I don't know whether this function validate_proxies()
should be of any use at all because I can use those crude proxies directly within fetch_response()
. Moreover, most of the free proxies are short-lived, so by the time I try to filter out those crude proxies, the working proxies are already dead. However, the script runs very slowly even when it finds and uses working proxies.
I've tried with:
import random
import requests
from bs4 import BeautifulSoup
validation_link = 'https://icanhazip.com/'
target_links = [
'https://stackoverflow.com/questions/tagged/web-scraping',
'https://stackoverflow.com/questions/tagged/vba',
'https://stackoverflow.com/questions/tagged/java'
]
working_proxies = []
headers = {
'User-Agent': 'Mozilla/5.0 (Windows NT 6.1) AppleWebKit/537.36 (KHTML, like Gecko) Chrome/88.0.4324.150 Safari/537.36'
}
def get_proxy_list():
proxy_list = ['198.24.171.26:8001','187.130.139.197:8080','159.197.128.8:3128','119.28.56.116:808','85.15.152.39:3128']
return proxy_list
def validate_proxies(proxies,link):
proxy_url = proxies.pop(random.randrange(len(proxies)))
while True:
proxy = {'https': f'http://{proxy_url}'}
try:
res = requests.get(link,proxies=proxy,headers=headers,timeout=5)

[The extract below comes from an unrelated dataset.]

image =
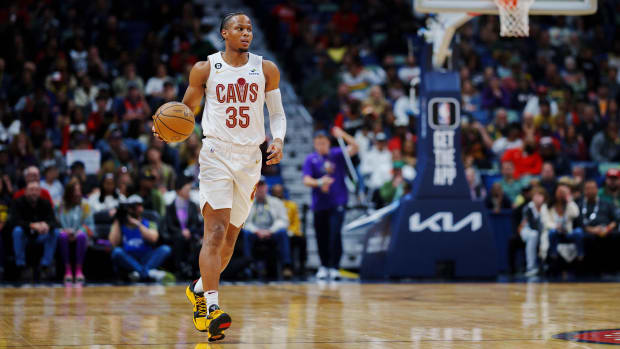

assert res.status_code==200
working_proxies.append(proxy_url)
if not proxies: break
proxy_url = proxies.pop(random.randrange(len(proxies)))
except Exception as e:
print("error raised as:",str(e))
if not proxies: break
proxy_url = proxies.pop(random.randrange(len(proxies)))
return working_proxies
def fetch_response(proxies,url):
proxy_url = proxies.pop(random.randrange(len(proxies)))
while True:
proxy = {'https': f'http://{proxy_url}'}
try:
resp = requests.get(url, proxies=proxy, headers=headers, timeout=7)
assert resp.status_code==200
return resp
except Exception as e:
print("error thrown as:",str(e))
if not proxies: return
proxy_url = proxies.pop(random.randrange(len(proxies)))
if __name__ == '__main__':
proxies = get_proxy_list()
working_proxy_list = validate_proxies(proxies,validation_link)
print("working proxy list:",working_proxy_list)
for target_link in target_links:
print(fetch_response(working_proxy_list,target_link))
Question: what is the right way to use rotation of proxies within a script in order to make the execution faster?